Staff
Rebecca Brown, Executive Director
Rebecca Brown and others founded ACT in 2000 as the North Country’s first locally-based, grassroots land conservancy. She served as ACT’s first board president. Rebecca graduated from Mount Holyoke College and took an M.A. in political science from the University of Pennsylvania. Her early career was in Philadelphia, where she did policy work for political campaigns and elected municipal officials, and was government relations director for an investment bank. She left the corporate world to start a company renovating historic Philadelphia homes, and later evolved that business into a non-profit contracting enterprise training inner city women in the building trades.
After arriving in New Hampshire in 1993, she took a job as a cub reporter for The Courier, the newspaper of record in northern Grafton County. She became very active as a freelance journalist doing environmental reporting, focusing on forestry, land use, and outdoor recreation. She also reported for N.H. Public Radio for some years before becoming editor of The Courier. Rebecca’s book, Women on High: Pioneers of Mountaineering (AMC, 2002) was honored by the National Outdoor Book Awards. Her most recent title is Where the Great River Rises: An Atlas of the Upper Connecticut River Watershed (University Press of New England, 2009) which she edited and was a contributing writer. After leaving the newspaper business Rebecca served as Communications Director for the Connecticut River Joint Commissions. She will soon complete her second term on the the North Country Region Advisory Board of the N.H. Charitable Foundation, and is past chair. She is on the board of the Arts Alliance of Northern New Hampshire, and is a member of the state’s Scenic and Cultural Byways Council. She is a trustee of the Fairbanks Museum in St. Johnsbury, Vt., and serves on is on the board of Conservation New Hampshire. In her spare time Rebecca can be found on trout streams, running, or birding. She also enjoys photography, hiking, writing, hunting, and reading in philosophy and integral theory. She lives with her husband Harry Reid and their canine Wily-Mo in Sugar Hill.

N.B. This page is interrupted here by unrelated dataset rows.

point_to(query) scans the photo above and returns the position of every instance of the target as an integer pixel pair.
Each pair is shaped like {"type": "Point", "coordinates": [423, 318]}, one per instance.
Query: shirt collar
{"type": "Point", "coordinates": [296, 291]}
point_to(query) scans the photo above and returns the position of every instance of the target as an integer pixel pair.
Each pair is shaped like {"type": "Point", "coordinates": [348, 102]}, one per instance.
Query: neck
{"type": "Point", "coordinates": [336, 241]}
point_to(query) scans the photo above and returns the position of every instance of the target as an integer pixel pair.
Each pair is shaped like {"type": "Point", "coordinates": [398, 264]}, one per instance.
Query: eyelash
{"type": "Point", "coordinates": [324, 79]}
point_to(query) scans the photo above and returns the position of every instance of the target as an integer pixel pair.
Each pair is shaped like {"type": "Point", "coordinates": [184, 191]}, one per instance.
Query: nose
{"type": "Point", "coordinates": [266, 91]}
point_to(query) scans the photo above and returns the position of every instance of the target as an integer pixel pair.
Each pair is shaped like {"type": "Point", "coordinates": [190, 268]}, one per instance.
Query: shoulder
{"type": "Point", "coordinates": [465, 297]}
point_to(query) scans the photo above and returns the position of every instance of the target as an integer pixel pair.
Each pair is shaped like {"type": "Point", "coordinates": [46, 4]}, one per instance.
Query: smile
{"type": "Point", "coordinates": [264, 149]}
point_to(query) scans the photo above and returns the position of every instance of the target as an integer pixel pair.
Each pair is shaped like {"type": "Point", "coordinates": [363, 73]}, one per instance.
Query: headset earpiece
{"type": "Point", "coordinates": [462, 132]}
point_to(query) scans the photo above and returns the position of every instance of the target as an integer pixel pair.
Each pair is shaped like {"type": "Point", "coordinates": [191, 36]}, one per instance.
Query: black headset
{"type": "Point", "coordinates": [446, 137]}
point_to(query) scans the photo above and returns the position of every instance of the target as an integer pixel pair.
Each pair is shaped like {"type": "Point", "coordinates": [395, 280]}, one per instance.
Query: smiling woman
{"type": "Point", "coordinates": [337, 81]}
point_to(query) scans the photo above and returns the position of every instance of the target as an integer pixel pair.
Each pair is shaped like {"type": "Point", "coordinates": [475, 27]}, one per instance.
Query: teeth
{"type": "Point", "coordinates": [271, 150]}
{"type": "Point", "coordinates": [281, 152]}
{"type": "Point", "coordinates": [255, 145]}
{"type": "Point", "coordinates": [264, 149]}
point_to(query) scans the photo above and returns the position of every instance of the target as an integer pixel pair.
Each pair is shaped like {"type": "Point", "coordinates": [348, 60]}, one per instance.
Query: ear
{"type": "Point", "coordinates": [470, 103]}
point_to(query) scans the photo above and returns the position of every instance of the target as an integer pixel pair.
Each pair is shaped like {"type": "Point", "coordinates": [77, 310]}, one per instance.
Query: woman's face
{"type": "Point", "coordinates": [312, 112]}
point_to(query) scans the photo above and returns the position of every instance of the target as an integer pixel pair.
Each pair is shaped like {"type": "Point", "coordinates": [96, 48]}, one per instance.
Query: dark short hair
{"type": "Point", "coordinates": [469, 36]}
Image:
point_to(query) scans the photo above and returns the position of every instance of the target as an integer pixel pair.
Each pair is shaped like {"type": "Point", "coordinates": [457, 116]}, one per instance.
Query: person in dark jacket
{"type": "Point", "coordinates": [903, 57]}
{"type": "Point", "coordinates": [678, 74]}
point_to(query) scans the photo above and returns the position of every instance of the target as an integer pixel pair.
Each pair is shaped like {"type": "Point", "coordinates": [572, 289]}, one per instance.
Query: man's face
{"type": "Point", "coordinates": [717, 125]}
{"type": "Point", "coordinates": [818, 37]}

Jessica Nellson Bunker, Land Protection Specialist
Jess is a “native” who spent her childhood in the 80’s and 90’s in northern New Hampshire. Her family’s 50 acres in Franconia was a great place for her to watch deer and moose, and a nearby fire pond was an excellent spot for tadpole catching. Her daily routine after coming home from school was to don her “mud clothes” and head for the great outdoors where she and her friends built “forts” and imagined themselves to be various animals.
Jess didn’t watch TV or play video games. But every night her mother read to her….such books as Anne of Green Gables, The Secret Garden and The Little House on The Prairie. Her mother also made “critter boxes” for Jess and her younger sister to observe, and then release, various snakes, toads, butterflies, and the like.
At the University of New Hampshire, Jess majored in English with a minor in Environmental Conservation, and she was a teaching assistant for both Ornithology and Contemporary Conservation Issues courses. In the years between graduating Summa Cum Laude from UNH in 2001 and entering Antioch New England’s Resource Management and Administration masters program in 2006, she had a variety of experiences including giving green building tours at the AMC’s Highland Center and working at Boston Harbor Islands National Park sleeping on a dock rising and falling with the tides! Jess worked in land protection and stewardship for the Harris Center for Conservation Education in Hancock, N.H. after earning her M.S. Desiring to be back in the North Country, she first volunteered and then joined the ACT staff in January, 2010.